In February, Ms. McGuiness, who is in charge of the implementation of Article 17 by the European Parliament, held a consultation to evaluate Parliament’s work in the area. As the main non-confessional organisation in Europe, the EHF was invited to share its views in writing before taking part in a stakeholder meeting together with religious stakeholders on 19 February.
The EHF is deeply concerned to see that the Vice-President’s report does not accurately reflect the debates that took place in that meeting. It rather is an endorsement of the requests made by the Catholic organisations.
Beyond failing to reflect and address EHF criticism that the implementation of Article 17 has been characterized by a strong bias towards religious organisations, the report untruthfully claims that there was large consensus on a number of proposals. In fact, both the EHF and Humanists International, the two only non-confessional organisations that were present, voiced strong opposition on a number of them.
Among the most worrisome proposals is the one put forward by the Commission of the Bishops’ Conferences of the European Community, the Vatican’s political lobby in Brussels, to involve Article 17 partners further into the European Parliament’s legislative work. Concretely, the report proposes to set up a dialogue “with the Rapporteurs and Shadows on a given file […] facilitated by the Article 17 secretariat in cooperation with the relevant committee secretariat.”
This would mean that religious organisations of all kinds would have their say in potentially every issue discussed by the European Parliament, at the early stage when resolutions and report are drafted. The Article 17 secretariat would also share information with these organisations and provide them access to “legislative tracking tools”.
Similarly, in a way that undermines the principle of secularism, and despite the attitude of many national political establishments to use religion as an instrument of authoritarian and illiberal policies, the Vice-President also proposed to facilitate the contribution of churches to EU legislation at national level by involving the European Parliament liaison offices as facilitators.
In a context where an increasing number of religious organisations pushing an ultra-conservative agenda lobby European institutions, we can only strongly oppose this initiative to institutionalize further the influence of religious views on legislative work.

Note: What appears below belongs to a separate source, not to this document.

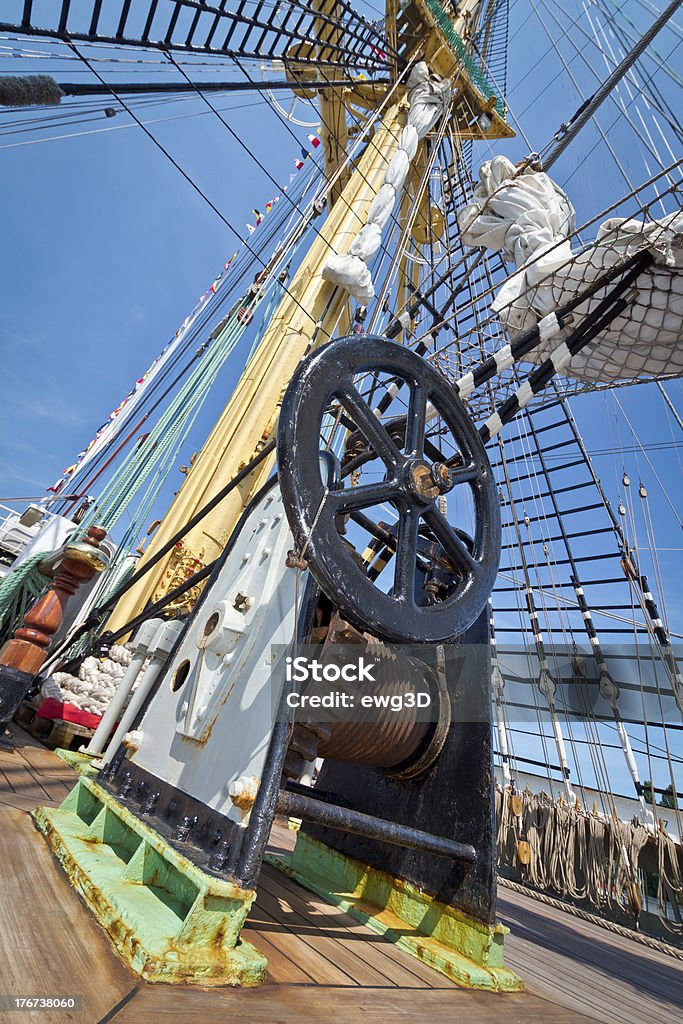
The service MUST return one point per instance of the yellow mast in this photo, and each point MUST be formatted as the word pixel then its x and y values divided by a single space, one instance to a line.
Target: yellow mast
pixel 313 308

, said Giulio Ercolessi, President of the European Humanist Federation, referring to a recent study conducted by Open Democracy which revealed that 50 million dollars were transferred in the last decade from US extremist religious groups to European ultra-conservative Christian and far-right activists to help them lobby against women’s sexual and reproductive rights, LGBTI’s rights and gender equality.

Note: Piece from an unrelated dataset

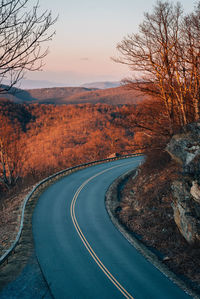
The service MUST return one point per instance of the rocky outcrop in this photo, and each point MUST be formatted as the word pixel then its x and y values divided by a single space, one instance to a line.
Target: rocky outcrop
pixel 185 148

Opening up further the EU legislative process to religious groups, inevitably including ultra-conservative ones is not an acceptable move. At various occasions, the European Parliament raised its voice to protect the very rights these groups endanger, encouraging Member States and the Commission to build a safer society for women, LGBTI people and other minorities. We cannot accept that the European Parliament now considers going backward by rolling out the red carpet to religious groups and their views questioning rights that society has fought so hard to secure.
, added Ercolessi.
The EHF urges the Bureau of the European Parliament to reject this report and calls on the Parliament to set clear guidelines to achieve a balanced implementation of Article 17, including transparency with regards to the criteria used to decide what organisations are invited to participate and how their contributions are taken into account.